Camilla laughed, too, even though she didn’t get it.

He reached over and put a hand on her thigh.

“So. Are we gonna screw or what?”

She tried to remove his hand politely.

“I don’t think so. I mean—your girlfriend’s here and everything. Right?” She gulped beer. If she was dorky with Jon-Don, Jennifer would heap scorn on her forever and life here could get unbearable.

“True? She left with that guy Tooter to score. We’ve been partying for three days. You’d never believe the amount of toot we’ve gone through. It’s a good thing I’m rich.” His hand was back, inching under her skirt.

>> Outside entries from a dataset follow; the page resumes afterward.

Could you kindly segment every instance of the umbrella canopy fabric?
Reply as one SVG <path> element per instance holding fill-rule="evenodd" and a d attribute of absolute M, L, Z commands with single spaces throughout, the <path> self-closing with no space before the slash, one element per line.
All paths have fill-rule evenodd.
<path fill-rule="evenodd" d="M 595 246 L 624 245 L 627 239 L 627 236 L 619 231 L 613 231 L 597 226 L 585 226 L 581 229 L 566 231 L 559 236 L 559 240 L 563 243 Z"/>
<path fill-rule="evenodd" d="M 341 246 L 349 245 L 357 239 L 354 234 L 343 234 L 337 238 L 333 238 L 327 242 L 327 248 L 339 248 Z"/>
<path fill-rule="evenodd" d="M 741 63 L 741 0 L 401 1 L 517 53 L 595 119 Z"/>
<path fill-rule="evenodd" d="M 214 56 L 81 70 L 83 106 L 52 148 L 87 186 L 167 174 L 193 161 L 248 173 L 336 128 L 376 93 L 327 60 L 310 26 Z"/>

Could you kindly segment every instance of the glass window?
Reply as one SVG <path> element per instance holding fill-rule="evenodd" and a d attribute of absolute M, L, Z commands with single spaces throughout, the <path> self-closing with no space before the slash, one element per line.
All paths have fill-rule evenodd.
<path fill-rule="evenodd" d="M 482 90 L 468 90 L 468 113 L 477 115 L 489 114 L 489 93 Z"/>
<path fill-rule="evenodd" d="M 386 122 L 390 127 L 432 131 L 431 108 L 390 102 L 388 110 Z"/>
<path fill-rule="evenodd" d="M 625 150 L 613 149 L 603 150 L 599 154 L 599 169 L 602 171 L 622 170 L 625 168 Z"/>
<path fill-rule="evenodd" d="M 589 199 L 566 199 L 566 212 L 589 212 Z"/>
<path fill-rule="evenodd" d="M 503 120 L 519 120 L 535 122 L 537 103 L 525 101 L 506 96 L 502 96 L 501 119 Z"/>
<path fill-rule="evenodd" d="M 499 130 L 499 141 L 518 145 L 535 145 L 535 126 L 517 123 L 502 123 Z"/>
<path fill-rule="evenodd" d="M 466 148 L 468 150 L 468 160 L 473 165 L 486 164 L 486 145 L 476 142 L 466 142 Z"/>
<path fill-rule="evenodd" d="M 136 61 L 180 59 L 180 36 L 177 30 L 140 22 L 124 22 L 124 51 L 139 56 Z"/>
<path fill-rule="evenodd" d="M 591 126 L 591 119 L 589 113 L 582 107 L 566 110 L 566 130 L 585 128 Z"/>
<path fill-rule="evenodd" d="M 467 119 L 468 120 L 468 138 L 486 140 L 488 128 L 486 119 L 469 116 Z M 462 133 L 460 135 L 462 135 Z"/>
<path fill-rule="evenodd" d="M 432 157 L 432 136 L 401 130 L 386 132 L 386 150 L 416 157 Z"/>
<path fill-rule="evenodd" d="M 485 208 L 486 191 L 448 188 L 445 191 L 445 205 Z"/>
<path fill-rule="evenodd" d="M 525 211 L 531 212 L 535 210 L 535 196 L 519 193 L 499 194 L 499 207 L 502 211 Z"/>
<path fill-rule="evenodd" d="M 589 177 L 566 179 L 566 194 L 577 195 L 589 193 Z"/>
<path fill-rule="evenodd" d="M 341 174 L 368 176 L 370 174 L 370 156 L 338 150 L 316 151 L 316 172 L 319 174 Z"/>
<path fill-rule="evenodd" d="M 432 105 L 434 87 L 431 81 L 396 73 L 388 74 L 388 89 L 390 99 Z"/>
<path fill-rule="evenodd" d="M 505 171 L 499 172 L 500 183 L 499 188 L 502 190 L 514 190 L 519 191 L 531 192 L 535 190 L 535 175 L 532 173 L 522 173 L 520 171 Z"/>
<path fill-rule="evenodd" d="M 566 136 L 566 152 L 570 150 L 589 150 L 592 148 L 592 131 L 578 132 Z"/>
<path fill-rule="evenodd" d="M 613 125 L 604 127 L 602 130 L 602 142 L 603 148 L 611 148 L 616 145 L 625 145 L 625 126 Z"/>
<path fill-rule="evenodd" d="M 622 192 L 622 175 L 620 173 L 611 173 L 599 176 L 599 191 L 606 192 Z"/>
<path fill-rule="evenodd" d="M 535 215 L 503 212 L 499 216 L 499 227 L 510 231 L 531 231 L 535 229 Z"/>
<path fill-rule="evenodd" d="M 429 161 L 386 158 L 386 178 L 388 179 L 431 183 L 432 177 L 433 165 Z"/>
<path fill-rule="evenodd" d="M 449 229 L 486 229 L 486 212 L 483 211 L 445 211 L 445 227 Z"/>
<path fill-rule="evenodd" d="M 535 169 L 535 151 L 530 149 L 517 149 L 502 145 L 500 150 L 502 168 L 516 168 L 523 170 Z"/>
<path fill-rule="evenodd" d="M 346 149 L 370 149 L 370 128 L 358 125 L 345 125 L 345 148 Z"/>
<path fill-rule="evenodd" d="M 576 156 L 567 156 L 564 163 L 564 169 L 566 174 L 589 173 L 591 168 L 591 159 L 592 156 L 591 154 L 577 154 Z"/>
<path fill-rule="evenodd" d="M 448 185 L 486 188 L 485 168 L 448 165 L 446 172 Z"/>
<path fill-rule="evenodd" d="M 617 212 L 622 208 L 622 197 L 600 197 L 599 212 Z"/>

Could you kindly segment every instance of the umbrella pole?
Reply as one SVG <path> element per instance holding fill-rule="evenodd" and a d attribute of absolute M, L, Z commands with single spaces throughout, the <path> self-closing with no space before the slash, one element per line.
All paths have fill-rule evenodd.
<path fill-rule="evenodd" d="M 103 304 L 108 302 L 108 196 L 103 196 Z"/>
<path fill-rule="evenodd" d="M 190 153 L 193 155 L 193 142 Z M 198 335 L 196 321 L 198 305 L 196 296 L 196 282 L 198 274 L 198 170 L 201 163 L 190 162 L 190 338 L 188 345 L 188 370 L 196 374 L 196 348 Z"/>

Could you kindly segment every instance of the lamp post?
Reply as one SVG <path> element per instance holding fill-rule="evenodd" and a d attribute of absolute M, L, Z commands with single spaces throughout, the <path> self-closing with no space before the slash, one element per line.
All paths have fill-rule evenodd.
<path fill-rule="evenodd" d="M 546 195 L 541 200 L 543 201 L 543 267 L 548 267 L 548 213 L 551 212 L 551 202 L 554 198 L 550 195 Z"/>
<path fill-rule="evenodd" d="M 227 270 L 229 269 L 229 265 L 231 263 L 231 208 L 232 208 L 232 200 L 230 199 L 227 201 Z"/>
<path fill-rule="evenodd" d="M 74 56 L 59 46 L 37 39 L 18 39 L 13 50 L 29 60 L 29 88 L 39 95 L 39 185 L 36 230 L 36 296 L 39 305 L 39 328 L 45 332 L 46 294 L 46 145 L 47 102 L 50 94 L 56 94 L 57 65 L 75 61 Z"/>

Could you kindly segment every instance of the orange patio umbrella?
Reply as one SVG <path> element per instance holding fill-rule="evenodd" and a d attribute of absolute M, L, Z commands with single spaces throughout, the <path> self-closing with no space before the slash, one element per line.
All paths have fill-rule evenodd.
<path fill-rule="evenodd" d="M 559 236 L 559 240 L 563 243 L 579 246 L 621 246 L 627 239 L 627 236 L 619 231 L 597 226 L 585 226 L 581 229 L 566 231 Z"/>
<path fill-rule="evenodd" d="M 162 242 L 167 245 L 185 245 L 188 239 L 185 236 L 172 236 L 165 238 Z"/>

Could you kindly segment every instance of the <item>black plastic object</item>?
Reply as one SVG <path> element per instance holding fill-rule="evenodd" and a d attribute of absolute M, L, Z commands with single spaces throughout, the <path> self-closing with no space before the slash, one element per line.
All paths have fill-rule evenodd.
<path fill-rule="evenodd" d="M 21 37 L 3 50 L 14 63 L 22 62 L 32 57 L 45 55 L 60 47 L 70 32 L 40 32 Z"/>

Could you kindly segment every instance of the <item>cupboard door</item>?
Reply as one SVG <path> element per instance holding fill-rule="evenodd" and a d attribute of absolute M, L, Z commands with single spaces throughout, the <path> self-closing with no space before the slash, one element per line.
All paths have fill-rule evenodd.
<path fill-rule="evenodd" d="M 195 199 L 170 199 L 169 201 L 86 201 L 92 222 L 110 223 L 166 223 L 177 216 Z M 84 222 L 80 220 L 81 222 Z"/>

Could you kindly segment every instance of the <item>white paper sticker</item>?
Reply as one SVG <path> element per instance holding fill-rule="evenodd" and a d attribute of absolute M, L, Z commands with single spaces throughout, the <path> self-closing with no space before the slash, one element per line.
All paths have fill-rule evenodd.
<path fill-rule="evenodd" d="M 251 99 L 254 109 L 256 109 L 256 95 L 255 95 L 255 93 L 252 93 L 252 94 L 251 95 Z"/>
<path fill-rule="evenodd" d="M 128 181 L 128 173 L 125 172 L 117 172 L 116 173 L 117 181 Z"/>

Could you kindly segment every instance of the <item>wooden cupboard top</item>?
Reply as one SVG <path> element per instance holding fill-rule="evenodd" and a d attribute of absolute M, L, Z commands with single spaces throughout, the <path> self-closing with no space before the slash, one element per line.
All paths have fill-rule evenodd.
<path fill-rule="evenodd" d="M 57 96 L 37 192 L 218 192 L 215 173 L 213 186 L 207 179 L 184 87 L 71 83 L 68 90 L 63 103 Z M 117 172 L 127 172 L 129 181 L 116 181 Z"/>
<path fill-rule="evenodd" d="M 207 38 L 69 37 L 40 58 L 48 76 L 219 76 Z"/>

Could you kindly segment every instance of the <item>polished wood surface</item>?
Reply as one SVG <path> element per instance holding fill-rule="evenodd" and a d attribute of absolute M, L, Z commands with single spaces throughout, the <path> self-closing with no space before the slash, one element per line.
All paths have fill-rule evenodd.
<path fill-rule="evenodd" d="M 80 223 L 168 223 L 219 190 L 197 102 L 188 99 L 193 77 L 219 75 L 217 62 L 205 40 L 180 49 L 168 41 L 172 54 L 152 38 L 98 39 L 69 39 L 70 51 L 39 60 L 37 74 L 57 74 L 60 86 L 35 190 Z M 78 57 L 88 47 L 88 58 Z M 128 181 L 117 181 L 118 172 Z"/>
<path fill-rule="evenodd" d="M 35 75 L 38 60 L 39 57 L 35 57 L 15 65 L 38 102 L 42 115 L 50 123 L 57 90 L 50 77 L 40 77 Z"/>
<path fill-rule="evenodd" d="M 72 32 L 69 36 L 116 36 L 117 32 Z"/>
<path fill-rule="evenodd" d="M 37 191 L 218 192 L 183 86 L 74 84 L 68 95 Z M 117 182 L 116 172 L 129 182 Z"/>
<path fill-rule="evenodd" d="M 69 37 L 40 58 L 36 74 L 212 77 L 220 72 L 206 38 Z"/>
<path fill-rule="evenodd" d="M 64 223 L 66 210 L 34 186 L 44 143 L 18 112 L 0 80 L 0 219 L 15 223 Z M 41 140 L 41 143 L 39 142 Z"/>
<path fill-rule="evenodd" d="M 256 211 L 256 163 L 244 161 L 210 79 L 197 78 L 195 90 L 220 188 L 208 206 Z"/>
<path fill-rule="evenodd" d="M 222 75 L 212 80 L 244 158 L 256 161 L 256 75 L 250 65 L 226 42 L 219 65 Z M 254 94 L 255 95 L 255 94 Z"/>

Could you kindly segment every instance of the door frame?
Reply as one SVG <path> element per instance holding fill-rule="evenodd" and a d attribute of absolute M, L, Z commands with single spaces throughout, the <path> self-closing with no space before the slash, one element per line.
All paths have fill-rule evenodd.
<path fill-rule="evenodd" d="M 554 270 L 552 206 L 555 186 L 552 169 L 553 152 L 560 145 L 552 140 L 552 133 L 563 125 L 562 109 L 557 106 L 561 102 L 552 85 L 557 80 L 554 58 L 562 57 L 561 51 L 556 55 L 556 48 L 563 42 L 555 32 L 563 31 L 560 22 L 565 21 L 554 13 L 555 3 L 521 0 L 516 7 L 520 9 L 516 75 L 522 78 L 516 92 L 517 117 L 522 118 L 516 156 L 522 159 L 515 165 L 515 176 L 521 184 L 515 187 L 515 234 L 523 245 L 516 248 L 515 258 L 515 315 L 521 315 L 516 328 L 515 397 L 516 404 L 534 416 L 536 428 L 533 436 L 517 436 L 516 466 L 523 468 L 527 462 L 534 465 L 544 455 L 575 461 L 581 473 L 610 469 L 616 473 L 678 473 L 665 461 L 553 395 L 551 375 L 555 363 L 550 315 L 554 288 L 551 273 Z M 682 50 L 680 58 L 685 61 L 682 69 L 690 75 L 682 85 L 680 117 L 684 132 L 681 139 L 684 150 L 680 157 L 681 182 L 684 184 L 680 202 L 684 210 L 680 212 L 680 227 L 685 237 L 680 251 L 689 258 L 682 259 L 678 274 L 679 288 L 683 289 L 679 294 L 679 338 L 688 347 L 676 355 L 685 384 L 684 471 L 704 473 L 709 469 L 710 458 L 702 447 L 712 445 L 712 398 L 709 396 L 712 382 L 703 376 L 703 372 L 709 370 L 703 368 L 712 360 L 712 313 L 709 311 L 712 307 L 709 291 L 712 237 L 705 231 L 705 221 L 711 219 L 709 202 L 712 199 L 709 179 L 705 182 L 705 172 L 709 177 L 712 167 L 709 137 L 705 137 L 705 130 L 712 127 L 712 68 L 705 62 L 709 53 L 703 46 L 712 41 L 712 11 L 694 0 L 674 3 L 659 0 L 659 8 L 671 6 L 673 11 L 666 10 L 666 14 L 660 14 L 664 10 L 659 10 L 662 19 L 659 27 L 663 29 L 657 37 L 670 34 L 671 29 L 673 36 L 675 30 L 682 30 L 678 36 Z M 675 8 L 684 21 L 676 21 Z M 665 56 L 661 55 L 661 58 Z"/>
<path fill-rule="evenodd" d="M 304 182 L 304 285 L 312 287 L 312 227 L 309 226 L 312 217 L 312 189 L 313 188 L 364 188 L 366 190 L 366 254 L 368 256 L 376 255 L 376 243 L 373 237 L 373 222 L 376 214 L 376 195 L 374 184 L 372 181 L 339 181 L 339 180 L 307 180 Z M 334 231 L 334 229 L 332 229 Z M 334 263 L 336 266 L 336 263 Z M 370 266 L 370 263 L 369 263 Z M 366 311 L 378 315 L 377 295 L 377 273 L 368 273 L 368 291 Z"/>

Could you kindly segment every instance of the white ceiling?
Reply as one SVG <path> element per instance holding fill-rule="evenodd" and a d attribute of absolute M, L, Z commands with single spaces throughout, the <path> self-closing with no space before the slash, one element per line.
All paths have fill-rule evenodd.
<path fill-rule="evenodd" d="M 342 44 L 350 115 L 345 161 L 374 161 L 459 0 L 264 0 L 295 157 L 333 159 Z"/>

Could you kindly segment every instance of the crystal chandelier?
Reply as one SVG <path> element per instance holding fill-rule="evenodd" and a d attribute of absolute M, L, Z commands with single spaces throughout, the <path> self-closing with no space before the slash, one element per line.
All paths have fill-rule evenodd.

“You want a toot?” She jumped up, finally seeing her chance to ease out of the situation with a minimum of wimpiness. “No problem!” She reached into her bra for Wave’s vial. “Let’s go out by the hot tub. We’ve got works out there.” Outside, she could be magnanimous and let him take all the cocaine, and then she could disappear back into the crowd.

“Not to worry,” he said, taking the vial. He pulled from his jeans pocket a wallet-sized leather case, which he opened to reveal a small mirror, and gold-colored razor blade, tiny spoon and short metal straw.

She took a deep breath as she realized her plan had backfired. She watched him arrange a spoonful of cocaine into two neat rows. She let her breath out slowly and carefully, and prayed that whatever the drug’s effects are, it wouldn’t make her do anything embarrassing.

Jon-Don handed her the little straw and held the mirror. She put the straw to her nose and, since she could think of nothing else to do—inhaled, moving the straw along the line of powder the way Wave and Jennifer did. When she had inhaled the whole line, she felt as if she had no nose. She touched it to make sure it was still there. But nothing else happened. Maybe the cocaine was no good. She hoped Jon-Don wouldn’t be mad. She handed him the straw.

He inhaled the second line of powder. He seemed to think it was OK. She relaxed a bit as he closed the kit and put it back in his pocket.

“So. When are you going to get out of that dress?” he said. “We haven’t got all night.” He reached for her breast.

No. She’d been willing to take a stupid drug to be polite, but this was ridiculous.

“Listen, Jon-Don,” she said, inching away. “I think you’re really cute, but you’re here with another girl and my door doesn’t lock and there’s the party out there…”

“Are you turning me down?” Jon-Don’s face distorted with anger. “Don’t you know who I am? It’s not like I’m asking you to do anything kinky.”

“Of course I know who you are, Lieutenant Darrell.” She added a little Marilyn Monroe breathiness to her voice. “Do you think I’d be here with anyone else? It’s just that I don’t feel comfortable about the situation tonight.” She smiled the sweet-little-girl smile that once charmed horses, cars and trips to Europe out of her dad. “Listen, Jon-Don, I’ll give you my phone number, and you can call me any time. I’m not turning you down. You make me just melt. Really.” She managed to make herself kiss his stubbly cheek, and started to stand up.